4.1 As stated in para 1.1 above, DFID is a commissioning agency. It does not have the in-house capacity to deliver on its objectives without the support of external organisations. Partnership is anyway required to deliver effective development programmes.
4.2 For partnership to be successful, DFID staff must retain both the capacity and the ability to oversee the delivery of these programmes and to work in partnership with their supply base across a range of technical and operational issues.
Example 7: The Human Development Innovation Fund (HDIF) identifies innovations which are new to Tanzania and can be adopted and scaled up to have tangible impact in health, education and sanitation. By its very nature, the programme takes risks to achieve human impact. DFID programme officers have worked very closely with Palladium to shape the programme and adapt to the changing needs of the environment. The programme has moved from a B rating to A+ in two years – evidencing effective adaptive management and partnership.
4.3 DFID has invested considerable time and effort to improve its partnership with delivery partners; including through better commissioning, oversight and evaluation of programmes, and particularly through the introduction of the SMART rules and capacity building of in-house personnel to facilitate intelligent risk taking and oversee adaptive programming. As outlined below, this bodes well for the management of the DFID budget, its programme portfolio, and programme delivery. We observe a strengthening in our engagements with DFID as a result.
- How effective are DFID’s procurement, contract management, risk management and programme management processes in achieving value for money and effective long-term development? How could these processes be improved?
5.1 DFID has invested considerable time and effort in improving its systems for procurement, contract management, risk management and programme management in the last two years. They are committed to a programme of continuous improvement which we support.
- Procurement systems have become more guided and transparent and DFID demonstrate a greater understanding of their delivery partners and the market. There has been a significant increase in the quality of submissions required by the procurement process; both in terms of technical approach and explicit demonstration of value for money. The contract negotiation process has also changed radically, becoming much more rigorous.
- Risk management: DFID has in recent years encouraged service providers to strengthen their focus on risk management and duty of care. This is a welcome development. However, whilst DFID concentrates on security and political risk, the same focus is not applied to programmatic risk. This can reduce service providers’ ability to manage risk as DFID does not always provide all available information that could affect programming. Additionally, despite the existence of the Cabinet Office-owned Management of Risk route map for risk reduction, DFID’s country offices do not use a common risk management methodology. This makes it difficult for service providers to implement uniform risk management across programmes.
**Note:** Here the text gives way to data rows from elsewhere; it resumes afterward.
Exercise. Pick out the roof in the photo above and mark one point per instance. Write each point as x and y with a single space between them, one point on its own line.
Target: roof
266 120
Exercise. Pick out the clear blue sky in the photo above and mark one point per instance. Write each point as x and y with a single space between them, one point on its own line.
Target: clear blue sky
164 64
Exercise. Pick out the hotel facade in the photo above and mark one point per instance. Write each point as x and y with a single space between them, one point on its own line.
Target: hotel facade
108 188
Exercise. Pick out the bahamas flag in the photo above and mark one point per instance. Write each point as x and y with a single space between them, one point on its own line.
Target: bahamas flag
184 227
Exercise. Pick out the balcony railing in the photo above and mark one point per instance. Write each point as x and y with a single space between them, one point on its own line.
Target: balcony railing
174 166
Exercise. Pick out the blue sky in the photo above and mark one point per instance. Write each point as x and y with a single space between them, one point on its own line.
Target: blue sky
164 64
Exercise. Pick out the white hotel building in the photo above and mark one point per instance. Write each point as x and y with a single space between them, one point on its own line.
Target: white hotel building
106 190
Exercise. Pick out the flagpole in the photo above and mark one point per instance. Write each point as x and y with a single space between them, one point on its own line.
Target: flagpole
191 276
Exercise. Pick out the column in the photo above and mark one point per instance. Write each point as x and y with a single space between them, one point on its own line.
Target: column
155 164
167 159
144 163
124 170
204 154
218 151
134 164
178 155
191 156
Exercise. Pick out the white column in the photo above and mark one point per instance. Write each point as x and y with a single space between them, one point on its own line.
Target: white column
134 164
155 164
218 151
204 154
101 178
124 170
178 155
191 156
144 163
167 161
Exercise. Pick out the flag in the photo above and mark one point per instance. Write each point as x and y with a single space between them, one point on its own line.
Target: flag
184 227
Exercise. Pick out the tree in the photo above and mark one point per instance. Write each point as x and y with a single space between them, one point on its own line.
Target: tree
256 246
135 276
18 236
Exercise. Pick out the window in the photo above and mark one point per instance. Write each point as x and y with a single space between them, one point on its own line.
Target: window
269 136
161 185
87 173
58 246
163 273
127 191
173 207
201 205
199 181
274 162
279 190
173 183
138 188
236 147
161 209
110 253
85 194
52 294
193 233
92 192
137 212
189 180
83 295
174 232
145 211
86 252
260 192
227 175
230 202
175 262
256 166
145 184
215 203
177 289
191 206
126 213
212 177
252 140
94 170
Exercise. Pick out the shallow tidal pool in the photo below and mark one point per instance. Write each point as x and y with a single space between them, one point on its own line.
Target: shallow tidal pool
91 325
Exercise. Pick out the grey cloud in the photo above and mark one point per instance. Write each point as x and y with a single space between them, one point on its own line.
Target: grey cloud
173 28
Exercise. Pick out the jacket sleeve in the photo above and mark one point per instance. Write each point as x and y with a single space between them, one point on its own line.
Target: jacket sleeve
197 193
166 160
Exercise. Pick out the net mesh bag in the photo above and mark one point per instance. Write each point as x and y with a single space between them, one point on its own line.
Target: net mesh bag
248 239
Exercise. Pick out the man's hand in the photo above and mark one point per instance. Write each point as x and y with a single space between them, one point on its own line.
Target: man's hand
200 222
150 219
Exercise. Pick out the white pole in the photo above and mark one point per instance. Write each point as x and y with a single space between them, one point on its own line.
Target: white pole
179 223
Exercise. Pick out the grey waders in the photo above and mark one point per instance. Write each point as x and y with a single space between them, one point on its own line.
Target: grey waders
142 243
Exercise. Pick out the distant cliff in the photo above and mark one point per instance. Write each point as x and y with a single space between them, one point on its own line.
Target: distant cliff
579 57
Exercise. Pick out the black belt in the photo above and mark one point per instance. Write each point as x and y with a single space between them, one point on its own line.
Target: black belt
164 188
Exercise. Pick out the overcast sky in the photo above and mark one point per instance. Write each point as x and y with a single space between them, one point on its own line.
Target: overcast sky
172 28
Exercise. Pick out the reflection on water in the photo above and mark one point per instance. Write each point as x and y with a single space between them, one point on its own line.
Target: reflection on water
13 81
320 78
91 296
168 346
- Programme and contract management: DFID’s management of the technical and operational delivery of its programme portfolio has improved considerably; specifically with the introduction of the new logframe, greater use of theories of change, revised processes and formats for annual reviews, the introduction of the contractor performance review framework and the use of SMART rules. Programmes are managed more adaptively than before, with improved efficiency in delivery. Successful programmes are acknowledged, and less-successful programmes are subject to amendment or termination.
5.2 We have been working in partnership with DFID for over 15 years and believe that the past five years represent a real change in DFID’s capacity to deliver effective aid and commitment to continuous improvement. DFID are widely recognised to be one of the most effective and progressive aid agencies and we are delighted to work in partnership with them.